No Brasil, quais os caminhos e compositores mais representativos?
Aqui, onde já se compunha música dodecafônica nos anos 1940, os anos 1950 foram marcados pela mudança de orientação dos compositores ligados ao Música Viva de Koellreutter, que foram profundamente influenciados pelas diretrizes do II Congresso Internacional de Compositores e Críticos Musicais realizado em Praga, em 1948. Dentre elas, destacamos a condenação aos “excessos experimentais” e o incentivo a que os compositores enfatizassem suas culturas nacionais. O nacionalismo, portanto, ganha novo ímpeto e se reafirma como tendência dominante aqui por muitos anos, passando a perder força a partir dos anos 1980, com o desaparecimento paulatino de seus principais representantes. Iniciativas de renovação e vanguarda vão pipocar aqui e ali, com o pessoal do Música Nova de São Paulo, as gerações que surgem a partir dos anos 1960, o Grupo de Compositores da Bahia, muitos em intercâmbio com o que se fazia fora do Brasil. Impossível destacar apenas alguns nomes! Mas, para não deixar a pergunta inteiramente sem resposta, mencionemos Jocy de Oliveira e Jorge Antunes – que celebram em 2011 cinquenta anos de produção musical com recursos eletroacústicos e se inserem nas tendências de cunho mais renovador do espectro musical.

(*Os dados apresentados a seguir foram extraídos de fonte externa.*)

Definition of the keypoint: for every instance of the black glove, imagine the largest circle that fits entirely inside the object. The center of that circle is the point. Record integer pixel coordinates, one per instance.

Qual a importância da música moderna?
Mas de qual música moderna estamos falando? A adjetivação nos faz ganhar em precisão conceitual (música estocástica não é música serial, que não é concreta, sendo todas elas modernas), tornando o objeto mais distante, particularizando-o num determinado aspecto. Mas esta também passa a ser uma outra música, num mundo em que a noção do que seja ela se fragmentou. Assim, as músicas modernas são, ao mesmo tempo, um fenômeno histórico e contemporâneo, assim como as músicas antigas, com seus movimentos de renovação instrumental. A volta ao passado não deixa de ser, paradoxalmente, uma renovação em relação ao que se fazia ainda há pouco. E, no limite, como já apontou Norbert Elias, o tempo não existe em si. As músicas serão modernas se estiverem sendo feitas agora e se tiverem a capacidade de influenciar as novas gerações de compositores, a quem caberá atribuir a estas músicas a sua importância.